A half-century ago, Ensign James H. Cunningham was putting his Grumman Hellcat into a dive over a suicide task force led by the Japanese super battleship Yamato.
Today, his exploits are grist for the mill among the retired aviators who gather each week to build models of the planes they once flew and talk about airplanes old and new.
"It's a chance to get together and lie to each other," said Mr. Cunningham, 75, a regular at the Aviation Historical Club meetings at the Parkville Senior Center.
Although Mr. Cunningham won a Silver Star for gallantry in the attack on the Yamato, the retired securities marketing consultant would rather talk about the Kitfox seaplane he's building in the garage of his Pinehurst home. He hopes to fly it this summer.
His progress -- or lack of it -- is a regular topic among the group's 25 members, most of them World War II pilots, air crewmen or aviation mechanics.
Although most have given up flying, they are still hooked on aviation. They also do more than swap war stories and relive their glory days. Several are advanced airplane modelers, and others are experienced artists. And for some, such as G. Robert Light of Perry Hall, a retired engineer and longtime widower, the club offers a haven.

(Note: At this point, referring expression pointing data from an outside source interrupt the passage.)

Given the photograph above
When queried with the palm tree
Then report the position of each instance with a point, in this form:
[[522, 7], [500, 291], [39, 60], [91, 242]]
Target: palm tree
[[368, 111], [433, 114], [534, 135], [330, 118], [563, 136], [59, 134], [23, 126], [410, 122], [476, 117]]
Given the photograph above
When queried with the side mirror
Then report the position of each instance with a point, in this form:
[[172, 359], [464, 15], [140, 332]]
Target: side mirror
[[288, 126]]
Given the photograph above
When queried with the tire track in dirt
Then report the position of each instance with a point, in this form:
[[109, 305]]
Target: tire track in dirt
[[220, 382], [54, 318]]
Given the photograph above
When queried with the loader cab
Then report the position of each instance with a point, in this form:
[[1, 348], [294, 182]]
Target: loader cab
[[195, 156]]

"I'm a modeler, but mostly I come for the fellowship," said Mr. Light, 70, who first showed up at the senior center at his sister's urging. "A lot of good information is passed back and forth, and we have a lot of interesting things here," he said.
Mr. Light flew 17 combat missions over Europe as nose gunner in a B-24 Liberator bomber. But the one he remembers best is the one that didn't count. It was his 18th and last flight, over the Rhine Valley, on V-E day in May 1945.
"We flew at 2,000 feet instead of 20,000 feet, and we could see the people below waving white sheets. We knew they were yelling, 'Don't drop any more of those things on us!' " he recalled.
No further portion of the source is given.